And my ever-loving mother, in her helpfulness, weeded out my weed plant last night. It was barely two inches tall, located safely between my lettuce plants in a window box where no-one could step on it by accident. Five weeks of molly-coddling down the tubes. Feh.

Guess I'll stick to drinking.

Wednesday, June 23, 2010

...followed by tremors

A multitude of tremors:

My child, sweet as pie on evening, awakes like the spawn of Satan, kicking his brother, throwing my stuff, using his attitude voice.

Me, starting the day in a foul mood due to said son and the ex who cannot seem to show up on time for love or money. Stomp, stomp stomp. I am a three-year old. Got to sit in my office all morning and listen to an ACIP webinar and finished the body of Barb's chicken to keep my hands amused. I've got to keep emergency knitting for days like this. It stopped me from killing anyone.

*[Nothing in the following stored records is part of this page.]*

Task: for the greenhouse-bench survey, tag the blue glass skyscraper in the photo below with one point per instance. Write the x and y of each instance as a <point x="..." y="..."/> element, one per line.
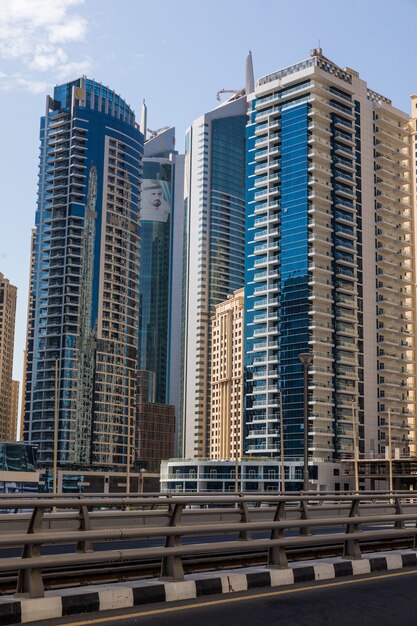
<point x="83" y="330"/>
<point x="161" y="243"/>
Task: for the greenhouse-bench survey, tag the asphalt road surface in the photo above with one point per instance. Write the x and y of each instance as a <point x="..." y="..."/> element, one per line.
<point x="388" y="599"/>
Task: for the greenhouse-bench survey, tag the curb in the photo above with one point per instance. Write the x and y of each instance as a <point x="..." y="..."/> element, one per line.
<point x="64" y="602"/>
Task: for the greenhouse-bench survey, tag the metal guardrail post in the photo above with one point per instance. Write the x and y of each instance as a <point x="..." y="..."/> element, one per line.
<point x="277" y="556"/>
<point x="171" y="566"/>
<point x="29" y="581"/>
<point x="305" y="530"/>
<point x="84" y="524"/>
<point x="244" y="535"/>
<point x="399" y="523"/>
<point x="352" y="548"/>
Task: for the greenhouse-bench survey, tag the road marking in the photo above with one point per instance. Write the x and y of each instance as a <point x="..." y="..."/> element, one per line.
<point x="269" y="594"/>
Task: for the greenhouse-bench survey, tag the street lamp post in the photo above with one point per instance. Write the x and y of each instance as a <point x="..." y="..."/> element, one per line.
<point x="306" y="359"/>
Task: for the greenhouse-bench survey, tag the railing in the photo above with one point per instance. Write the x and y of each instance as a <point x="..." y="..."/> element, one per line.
<point x="355" y="518"/>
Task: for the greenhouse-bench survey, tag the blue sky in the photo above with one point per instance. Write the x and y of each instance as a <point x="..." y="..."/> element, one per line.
<point x="176" y="55"/>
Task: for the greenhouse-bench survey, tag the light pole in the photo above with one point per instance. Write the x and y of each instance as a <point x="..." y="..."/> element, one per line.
<point x="306" y="359"/>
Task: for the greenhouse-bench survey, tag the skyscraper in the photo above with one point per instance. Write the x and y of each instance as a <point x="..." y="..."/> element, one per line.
<point x="329" y="268"/>
<point x="83" y="320"/>
<point x="161" y="243"/>
<point x="227" y="399"/>
<point x="8" y="294"/>
<point x="215" y="149"/>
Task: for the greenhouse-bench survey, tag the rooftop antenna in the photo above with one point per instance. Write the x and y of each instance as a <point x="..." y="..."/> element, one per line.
<point x="143" y="120"/>
<point x="250" y="79"/>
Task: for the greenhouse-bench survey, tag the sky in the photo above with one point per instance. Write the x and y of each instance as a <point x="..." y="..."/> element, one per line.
<point x="175" y="54"/>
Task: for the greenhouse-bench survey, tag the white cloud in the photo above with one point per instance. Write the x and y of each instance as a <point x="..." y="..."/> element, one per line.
<point x="37" y="39"/>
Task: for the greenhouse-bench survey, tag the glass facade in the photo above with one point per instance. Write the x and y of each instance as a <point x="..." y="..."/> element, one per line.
<point x="301" y="271"/>
<point x="155" y="225"/>
<point x="82" y="348"/>
<point x="215" y="249"/>
<point x="319" y="265"/>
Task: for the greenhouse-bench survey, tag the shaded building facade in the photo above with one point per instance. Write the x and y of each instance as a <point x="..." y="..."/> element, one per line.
<point x="83" y="321"/>
<point x="8" y="413"/>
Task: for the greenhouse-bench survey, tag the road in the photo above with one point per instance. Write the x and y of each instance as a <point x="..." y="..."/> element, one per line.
<point x="375" y="600"/>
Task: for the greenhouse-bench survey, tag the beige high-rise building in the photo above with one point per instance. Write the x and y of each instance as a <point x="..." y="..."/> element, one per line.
<point x="8" y="295"/>
<point x="14" y="411"/>
<point x="226" y="412"/>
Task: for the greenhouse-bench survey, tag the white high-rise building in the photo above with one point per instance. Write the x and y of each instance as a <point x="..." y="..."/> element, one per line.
<point x="215" y="153"/>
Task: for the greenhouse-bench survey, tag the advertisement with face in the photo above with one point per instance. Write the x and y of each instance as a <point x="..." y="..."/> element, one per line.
<point x="156" y="200"/>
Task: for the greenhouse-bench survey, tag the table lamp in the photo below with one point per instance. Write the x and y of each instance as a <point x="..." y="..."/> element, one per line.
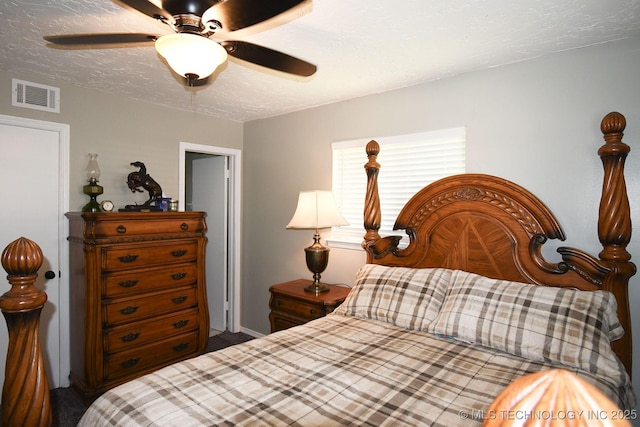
<point x="316" y="210"/>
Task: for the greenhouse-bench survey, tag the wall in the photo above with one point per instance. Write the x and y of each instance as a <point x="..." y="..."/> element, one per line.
<point x="536" y="123"/>
<point x="122" y="131"/>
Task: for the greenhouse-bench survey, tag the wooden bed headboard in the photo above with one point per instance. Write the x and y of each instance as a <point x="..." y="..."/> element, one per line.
<point x="490" y="226"/>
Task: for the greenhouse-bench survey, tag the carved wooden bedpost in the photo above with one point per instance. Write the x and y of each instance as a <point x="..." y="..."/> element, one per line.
<point x="372" y="214"/>
<point x="25" y="394"/>
<point x="614" y="222"/>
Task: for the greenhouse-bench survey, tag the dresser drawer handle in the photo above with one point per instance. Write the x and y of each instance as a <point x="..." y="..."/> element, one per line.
<point x="128" y="283"/>
<point x="128" y="258"/>
<point x="129" y="310"/>
<point x="180" y="347"/>
<point x="130" y="337"/>
<point x="178" y="276"/>
<point x="130" y="363"/>
<point x="180" y="324"/>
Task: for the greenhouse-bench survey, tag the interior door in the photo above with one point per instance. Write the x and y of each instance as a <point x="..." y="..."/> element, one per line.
<point x="210" y="193"/>
<point x="30" y="177"/>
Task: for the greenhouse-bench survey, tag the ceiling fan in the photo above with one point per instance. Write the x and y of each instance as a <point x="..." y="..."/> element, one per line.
<point x="189" y="50"/>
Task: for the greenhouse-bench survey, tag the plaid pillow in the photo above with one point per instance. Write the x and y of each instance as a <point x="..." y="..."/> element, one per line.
<point x="550" y="324"/>
<point x="406" y="297"/>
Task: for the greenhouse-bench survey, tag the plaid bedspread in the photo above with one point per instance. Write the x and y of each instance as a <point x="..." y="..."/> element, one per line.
<point x="336" y="370"/>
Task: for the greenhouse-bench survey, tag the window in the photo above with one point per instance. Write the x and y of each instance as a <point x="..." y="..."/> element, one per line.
<point x="408" y="163"/>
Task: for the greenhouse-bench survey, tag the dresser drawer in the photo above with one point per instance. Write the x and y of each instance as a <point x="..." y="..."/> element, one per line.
<point x="153" y="304"/>
<point x="132" y="362"/>
<point x="138" y="333"/>
<point x="296" y="308"/>
<point x="145" y="225"/>
<point x="135" y="256"/>
<point x="156" y="278"/>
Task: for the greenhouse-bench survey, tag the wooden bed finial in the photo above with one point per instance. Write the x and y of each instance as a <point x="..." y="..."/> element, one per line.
<point x="614" y="225"/>
<point x="372" y="214"/>
<point x="25" y="394"/>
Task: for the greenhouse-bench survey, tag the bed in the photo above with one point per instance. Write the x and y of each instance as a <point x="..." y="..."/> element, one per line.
<point x="430" y="333"/>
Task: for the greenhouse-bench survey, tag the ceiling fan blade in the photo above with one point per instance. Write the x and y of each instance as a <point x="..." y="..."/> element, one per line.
<point x="97" y="40"/>
<point x="237" y="14"/>
<point x="149" y="9"/>
<point x="268" y="58"/>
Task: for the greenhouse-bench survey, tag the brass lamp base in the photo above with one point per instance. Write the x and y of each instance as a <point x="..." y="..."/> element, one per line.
<point x="317" y="257"/>
<point x="93" y="190"/>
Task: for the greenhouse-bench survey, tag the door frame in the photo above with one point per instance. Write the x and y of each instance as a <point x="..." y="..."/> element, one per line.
<point x="63" y="132"/>
<point x="235" y="165"/>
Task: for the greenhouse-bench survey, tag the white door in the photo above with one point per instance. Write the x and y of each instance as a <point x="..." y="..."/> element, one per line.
<point x="210" y="193"/>
<point x="30" y="177"/>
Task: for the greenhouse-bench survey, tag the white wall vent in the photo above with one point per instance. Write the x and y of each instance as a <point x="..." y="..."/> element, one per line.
<point x="33" y="95"/>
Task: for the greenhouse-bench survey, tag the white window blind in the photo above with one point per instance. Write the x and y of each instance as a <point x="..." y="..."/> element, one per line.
<point x="408" y="163"/>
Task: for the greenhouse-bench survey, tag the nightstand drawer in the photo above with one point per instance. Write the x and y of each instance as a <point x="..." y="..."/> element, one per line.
<point x="145" y="357"/>
<point x="296" y="308"/>
<point x="149" y="279"/>
<point x="133" y="309"/>
<point x="145" y="331"/>
<point x="292" y="305"/>
<point x="118" y="258"/>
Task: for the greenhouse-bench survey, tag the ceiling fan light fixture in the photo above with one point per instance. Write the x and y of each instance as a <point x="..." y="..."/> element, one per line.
<point x="191" y="55"/>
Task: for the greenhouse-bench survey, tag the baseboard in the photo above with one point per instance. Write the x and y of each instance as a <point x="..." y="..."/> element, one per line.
<point x="251" y="332"/>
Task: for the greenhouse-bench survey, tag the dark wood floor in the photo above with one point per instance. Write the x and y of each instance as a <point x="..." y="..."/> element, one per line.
<point x="68" y="408"/>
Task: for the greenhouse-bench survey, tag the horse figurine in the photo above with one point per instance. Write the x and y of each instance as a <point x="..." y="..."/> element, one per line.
<point x="141" y="178"/>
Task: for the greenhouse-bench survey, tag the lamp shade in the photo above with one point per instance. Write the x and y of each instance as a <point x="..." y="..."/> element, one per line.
<point x="315" y="210"/>
<point x="191" y="54"/>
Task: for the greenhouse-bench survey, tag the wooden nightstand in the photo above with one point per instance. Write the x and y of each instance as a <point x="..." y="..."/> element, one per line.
<point x="291" y="305"/>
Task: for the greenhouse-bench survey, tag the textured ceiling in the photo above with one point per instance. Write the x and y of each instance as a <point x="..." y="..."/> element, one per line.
<point x="361" y="47"/>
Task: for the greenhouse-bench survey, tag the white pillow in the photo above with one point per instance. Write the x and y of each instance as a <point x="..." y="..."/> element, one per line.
<point x="406" y="297"/>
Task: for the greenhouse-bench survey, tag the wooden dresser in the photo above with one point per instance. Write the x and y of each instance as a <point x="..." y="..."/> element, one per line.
<point x="137" y="294"/>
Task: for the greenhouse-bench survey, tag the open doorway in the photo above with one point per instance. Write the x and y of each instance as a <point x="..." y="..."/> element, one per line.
<point x="210" y="182"/>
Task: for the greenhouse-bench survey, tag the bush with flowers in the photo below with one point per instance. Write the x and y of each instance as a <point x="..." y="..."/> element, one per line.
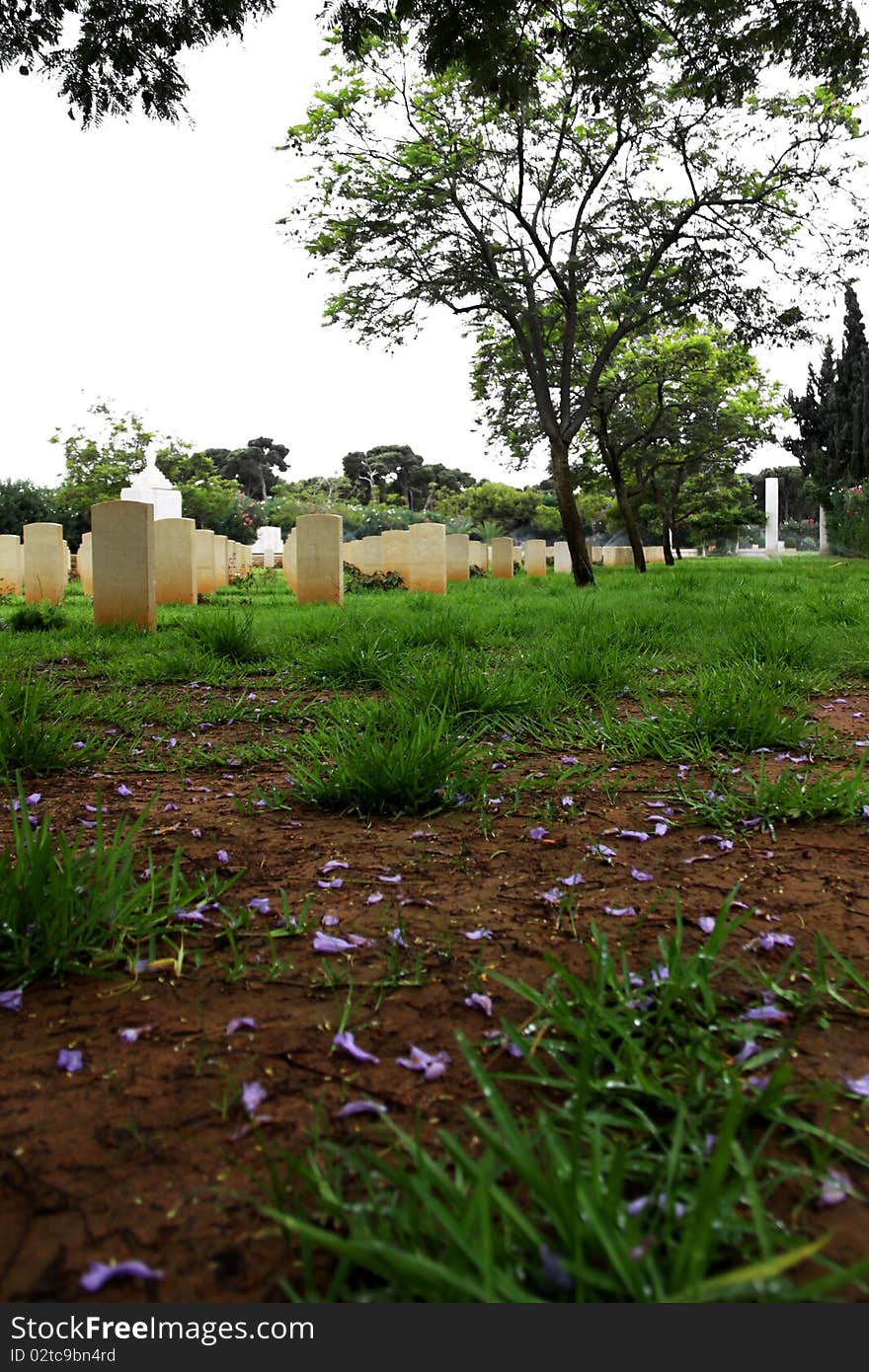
<point x="847" y="520"/>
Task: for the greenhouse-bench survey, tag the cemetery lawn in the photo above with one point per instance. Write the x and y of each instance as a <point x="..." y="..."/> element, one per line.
<point x="584" y="872"/>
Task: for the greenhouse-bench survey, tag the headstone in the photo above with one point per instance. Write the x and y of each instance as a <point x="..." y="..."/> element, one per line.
<point x="503" y="558"/>
<point x="123" y="563"/>
<point x="290" y="560"/>
<point x="11" y="564"/>
<point x="84" y="564"/>
<point x="175" y="562"/>
<point x="221" y="560"/>
<point x="428" y="559"/>
<point x="562" y="558"/>
<point x="457" y="556"/>
<point x="204" y="562"/>
<point x="394" y="552"/>
<point x="319" y="563"/>
<point x="535" y="558"/>
<point x="44" y="564"/>
<point x="771" y="513"/>
<point x="151" y="488"/>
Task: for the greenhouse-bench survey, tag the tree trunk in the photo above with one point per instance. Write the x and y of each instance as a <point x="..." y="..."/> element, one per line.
<point x="630" y="524"/>
<point x="574" y="534"/>
<point x="668" y="545"/>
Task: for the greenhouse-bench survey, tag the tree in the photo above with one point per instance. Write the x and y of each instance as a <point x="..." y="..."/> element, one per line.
<point x="570" y="229"/>
<point x="832" y="416"/>
<point x="679" y="408"/>
<point x="127" y="51"/>
<point x="122" y="51"/>
<point x="21" y="502"/>
<point x="253" y="467"/>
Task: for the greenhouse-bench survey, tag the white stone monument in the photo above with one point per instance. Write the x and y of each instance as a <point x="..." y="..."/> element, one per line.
<point x="771" y="514"/>
<point x="151" y="488"/>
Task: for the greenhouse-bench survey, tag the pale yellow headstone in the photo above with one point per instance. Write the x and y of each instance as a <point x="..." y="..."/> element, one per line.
<point x="457" y="558"/>
<point x="319" y="560"/>
<point x="84" y="563"/>
<point x="535" y="558"/>
<point x="204" y="562"/>
<point x="394" y="552"/>
<point x="44" y="563"/>
<point x="503" y="558"/>
<point x="123" y="564"/>
<point x="428" y="559"/>
<point x="175" y="558"/>
<point x="11" y="564"/>
<point x="290" y="560"/>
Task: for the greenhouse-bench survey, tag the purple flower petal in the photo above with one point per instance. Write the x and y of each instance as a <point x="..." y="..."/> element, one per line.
<point x="834" y="1188"/>
<point x="477" y="1002"/>
<point x="432" y="1065"/>
<point x="328" y="943"/>
<point x="857" y="1086"/>
<point x="348" y="1041"/>
<point x="253" y="1095"/>
<point x="355" y="1107"/>
<point x="99" y="1273"/>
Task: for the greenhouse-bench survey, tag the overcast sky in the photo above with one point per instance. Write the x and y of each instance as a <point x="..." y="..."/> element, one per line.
<point x="143" y="265"/>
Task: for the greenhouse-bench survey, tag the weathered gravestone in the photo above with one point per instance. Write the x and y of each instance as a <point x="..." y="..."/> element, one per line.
<point x="123" y="564"/>
<point x="319" y="562"/>
<point x="175" y="560"/>
<point x="428" y="559"/>
<point x="44" y="563"/>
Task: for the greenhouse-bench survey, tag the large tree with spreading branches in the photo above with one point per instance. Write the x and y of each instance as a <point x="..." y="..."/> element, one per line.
<point x="572" y="222"/>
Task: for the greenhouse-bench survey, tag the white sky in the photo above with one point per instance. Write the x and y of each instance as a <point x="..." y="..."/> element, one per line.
<point x="143" y="265"/>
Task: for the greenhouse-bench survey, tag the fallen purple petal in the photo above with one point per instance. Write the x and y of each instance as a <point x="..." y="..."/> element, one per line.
<point x="253" y="1095"/>
<point x="348" y="1041"/>
<point x="355" y="1107"/>
<point x="433" y="1065"/>
<point x="99" y="1273"/>
<point x="478" y="1002"/>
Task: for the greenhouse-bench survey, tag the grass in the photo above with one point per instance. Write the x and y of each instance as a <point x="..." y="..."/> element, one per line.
<point x="651" y="1167"/>
<point x="83" y="907"/>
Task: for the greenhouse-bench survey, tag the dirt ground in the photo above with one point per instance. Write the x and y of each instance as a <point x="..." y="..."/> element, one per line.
<point x="147" y="1153"/>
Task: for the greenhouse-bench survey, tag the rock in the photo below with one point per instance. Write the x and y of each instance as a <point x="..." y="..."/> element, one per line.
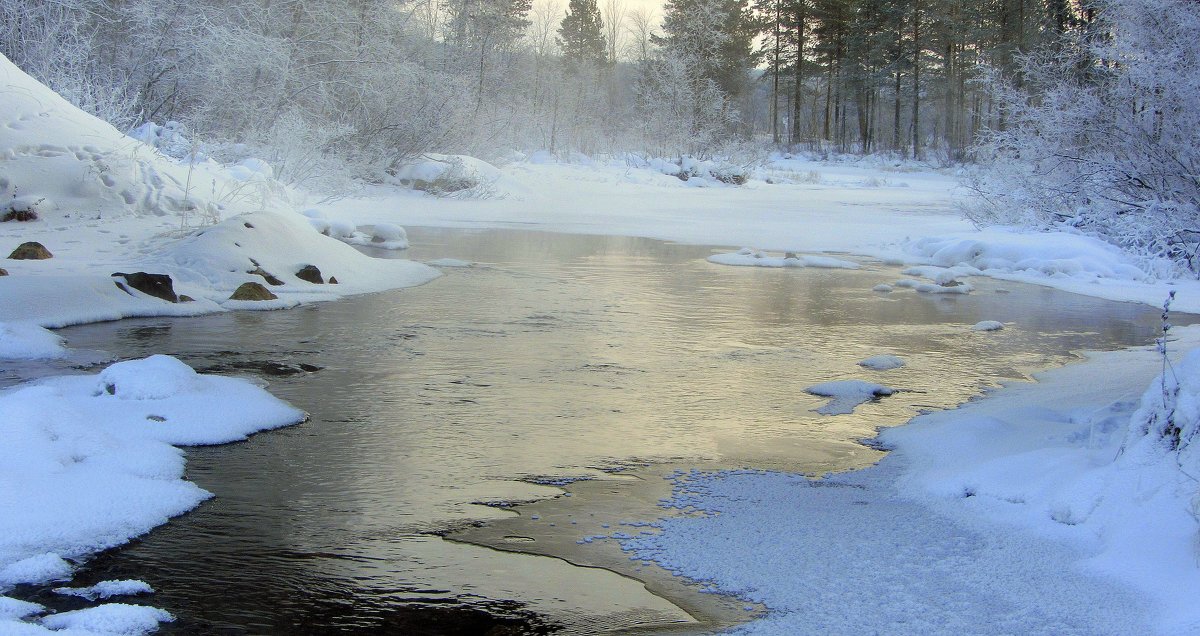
<point x="252" y="292"/>
<point x="156" y="285"/>
<point x="311" y="274"/>
<point x="18" y="215"/>
<point x="22" y="209"/>
<point x="30" y="251"/>
<point x="270" y="277"/>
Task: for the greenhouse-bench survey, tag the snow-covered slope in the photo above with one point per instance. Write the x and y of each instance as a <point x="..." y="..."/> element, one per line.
<point x="107" y="203"/>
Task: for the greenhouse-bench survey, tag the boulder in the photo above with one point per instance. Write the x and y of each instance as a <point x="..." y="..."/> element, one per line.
<point x="252" y="292"/>
<point x="156" y="285"/>
<point x="30" y="251"/>
<point x="18" y="215"/>
<point x="268" y="276"/>
<point x="311" y="274"/>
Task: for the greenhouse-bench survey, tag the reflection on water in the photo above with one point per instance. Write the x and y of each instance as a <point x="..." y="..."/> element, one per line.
<point x="557" y="357"/>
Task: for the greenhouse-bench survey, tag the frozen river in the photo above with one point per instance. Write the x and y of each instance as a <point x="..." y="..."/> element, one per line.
<point x="553" y="359"/>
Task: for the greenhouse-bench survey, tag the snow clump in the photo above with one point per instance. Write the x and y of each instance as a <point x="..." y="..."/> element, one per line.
<point x="157" y="377"/>
<point x="106" y="589"/>
<point x="24" y="341"/>
<point x="882" y="363"/>
<point x="846" y="395"/>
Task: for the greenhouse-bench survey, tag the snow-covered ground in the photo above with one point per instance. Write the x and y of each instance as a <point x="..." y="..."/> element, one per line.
<point x="1003" y="509"/>
<point x="1042" y="509"/>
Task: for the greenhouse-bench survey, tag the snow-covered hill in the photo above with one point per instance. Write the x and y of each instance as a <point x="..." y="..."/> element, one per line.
<point x="106" y="203"/>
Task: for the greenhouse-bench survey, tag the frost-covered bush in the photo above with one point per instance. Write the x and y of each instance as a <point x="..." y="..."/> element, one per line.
<point x="1103" y="135"/>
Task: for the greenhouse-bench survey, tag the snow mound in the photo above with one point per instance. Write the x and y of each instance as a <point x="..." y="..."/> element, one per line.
<point x="12" y="609"/>
<point x="106" y="589"/>
<point x="934" y="288"/>
<point x="89" y="169"/>
<point x="757" y="258"/>
<point x="882" y="363"/>
<point x="157" y="377"/>
<point x="102" y="469"/>
<point x="448" y="174"/>
<point x="449" y="263"/>
<point x="220" y="258"/>
<point x="24" y="341"/>
<point x="846" y="395"/>
<point x="1079" y="459"/>
<point x="34" y="569"/>
<point x="1044" y="255"/>
<point x="113" y="618"/>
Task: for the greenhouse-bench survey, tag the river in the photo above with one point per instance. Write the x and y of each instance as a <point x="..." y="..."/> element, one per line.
<point x="567" y="370"/>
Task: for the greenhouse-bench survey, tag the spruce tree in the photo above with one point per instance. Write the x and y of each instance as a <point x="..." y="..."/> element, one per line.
<point x="581" y="35"/>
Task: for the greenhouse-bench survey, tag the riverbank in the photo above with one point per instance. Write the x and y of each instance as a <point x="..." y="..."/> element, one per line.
<point x="108" y="205"/>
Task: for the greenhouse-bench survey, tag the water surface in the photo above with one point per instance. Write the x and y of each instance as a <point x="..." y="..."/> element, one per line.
<point x="556" y="358"/>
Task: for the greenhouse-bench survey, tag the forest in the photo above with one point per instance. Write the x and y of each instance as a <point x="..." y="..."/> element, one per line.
<point x="1081" y="114"/>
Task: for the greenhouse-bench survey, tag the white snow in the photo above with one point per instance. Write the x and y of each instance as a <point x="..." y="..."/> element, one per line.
<point x="1044" y="491"/>
<point x="113" y="618"/>
<point x="846" y="395"/>
<point x="756" y="258"/>
<point x="123" y="205"/>
<point x="882" y="363"/>
<point x="35" y="568"/>
<point x="106" y="589"/>
<point x="25" y="341"/>
<point x="1039" y="510"/>
<point x="13" y="609"/>
<point x="88" y="462"/>
<point x="449" y="263"/>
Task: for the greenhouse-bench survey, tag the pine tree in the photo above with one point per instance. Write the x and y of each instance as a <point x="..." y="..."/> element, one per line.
<point x="581" y="35"/>
<point x="714" y="37"/>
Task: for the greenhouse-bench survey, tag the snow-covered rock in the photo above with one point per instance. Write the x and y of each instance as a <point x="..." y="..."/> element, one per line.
<point x="846" y="395"/>
<point x="882" y="363"/>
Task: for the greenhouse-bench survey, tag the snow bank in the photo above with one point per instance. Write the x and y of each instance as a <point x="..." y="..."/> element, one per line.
<point x="1041" y="255"/>
<point x="24" y="341"/>
<point x="882" y="363"/>
<point x="1062" y="507"/>
<point x="217" y="259"/>
<point x="88" y="462"/>
<point x="757" y="258"/>
<point x="107" y="589"/>
<point x="113" y="618"/>
<point x="109" y="203"/>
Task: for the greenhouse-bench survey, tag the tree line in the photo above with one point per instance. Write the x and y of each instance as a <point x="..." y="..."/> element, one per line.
<point x="376" y="82"/>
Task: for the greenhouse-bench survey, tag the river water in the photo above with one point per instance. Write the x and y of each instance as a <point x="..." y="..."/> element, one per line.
<point x="568" y="369"/>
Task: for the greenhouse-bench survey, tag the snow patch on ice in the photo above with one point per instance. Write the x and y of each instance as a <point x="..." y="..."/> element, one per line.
<point x="27" y="341"/>
<point x="757" y="258"/>
<point x="33" y="568"/>
<point x="103" y="469"/>
<point x="106" y="589"/>
<point x="113" y="618"/>
<point x="449" y="263"/>
<point x="846" y="395"/>
<point x="882" y="363"/>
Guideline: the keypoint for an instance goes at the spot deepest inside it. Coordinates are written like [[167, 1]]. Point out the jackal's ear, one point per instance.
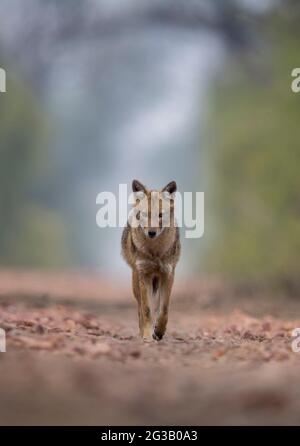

Actual tremor - 5.5 on the Richter scale, apparently. Centred in Ottawa but very noticeable here. I was in the library or I wouldn't even have noticed it. I was walking though the stacks and I though to myself, I really am too fat if I make the shelves jiggle like that. I stopped walking and they kept jiggling so I figured it wasn't me. Looked around and other people were looking around too so I figure it was a quake.
Not nearly as scary as being stuck in the possessed elevator last week though. I really thought I was going to die then, clutching poor Jackie's hand.

And another emotional tremor when I went to meet my psych gal today and she said they were going home "just in case" because of the earthquake - was that OK? Feh. I had the cloud of doom over me all afternoon after that. What, you call the suicide line and they put you on hold? That's how I feel.

Relatively peaceful evening, though. Thank goodness for small mercies.